Dubitativo y expectante, el barbudo periodista hubo de someterse a un exhaustivo examen médico que superó con creces. Había transcurrido casi un año desde la primera comunicación. Siguió una segunda entrevista con el director del centro y el responsable de recursos humanos de la cadena, en la que el candidato demostró sin complejos sus habilidades para vender ropa intima de señora, imaginó modulaciones de tono y vocablos absurdos para poner de relieve que hablaba en “marciano” –no en murciano-, es decir, habitante de Marte; disertó espontáneamente sobre Antonio Machado, García Lorca, Alberti y José María Pemán, y después de improvisar sendos perfiles de sus interlocutores, esbozó algunos apuntes de gastronomía, fútbol y conocimientos diversos de la ciudad donde radicaba la sucursal.

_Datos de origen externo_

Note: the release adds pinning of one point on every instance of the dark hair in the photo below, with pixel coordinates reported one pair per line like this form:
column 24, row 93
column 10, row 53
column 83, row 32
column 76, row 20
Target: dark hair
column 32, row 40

Catorce meses después, la firma comercial confirmó definitivamente su interés en contratar con aquel fisgón de la pluma. Aún dudoso, pese a las excelentes condiciones de la oferta, el candidato se plantó en la madrileña sede central de la compañía, en la calle Hermosilla, donde durante dos horas fue sometido a un tercer grado en presencia de tres consejeros y dos altos directivos. Concluido el “examen”, el máximo responsable de recursos humanos esgrimió un suculento contrato dispuesto para su firma. Antes de rubricarlo, el aspirante expresó su intención de seguir escribiendo en algunas publicaciones, a lo que le espetaron una unísona respuesta: “!si le quedan neuronas vivas cuando acabe su jornada!”. Preguntó después en qué medida el desempeño del puesto conllevaba algunos requisitos que afectaran a su imagen personal. “Además del obligatorio traje y corbata, nadie de los más de cuarenta mil empleados de esta compañía usa barba, porque eso es cosa de poetas y lo tenemos prohíbido”, le respondieron con cierta sorna. El candidato quedó atónito, sonriente dejó caer que a lo mejor tenía algo de poeta, se estremeció en la silla y pidió un receso para la rúbrica del contrato que se prolongó por espacio de dos semanas. No precisó meditar mucho su decisión: Si tenía que enterrar su escasa barba, pero barba como la de su añorado abuelo, y despedir definitivamente su torpe, pero liberadora pluma, qué sería de él, en qué robótica máquina transformarían su condición humana. No dudó. Rechazó con agradecimiento la atractiva oferta y prosiguió otros derroteros con diferente calado profesional, menos remunerados, pero más creativos y de mayor libertad de pensamiento. Hace unos días, el elegido candidato, que es quien suscribe, encontró sorprendido en la misma superficie comercial a un joven empleado con una tupida y cuidada barba. Ante mi curiosidad por su imagen, me dijo que no es el único barbudo de la compañía, que, al parecer, ya ha abierto un poco sus encorsetados y restrictivos criterios. Le felicité y pensé que tal vez las barbas de hoy no son las de hace unas décadas, o bien que hay barbas..y barbas.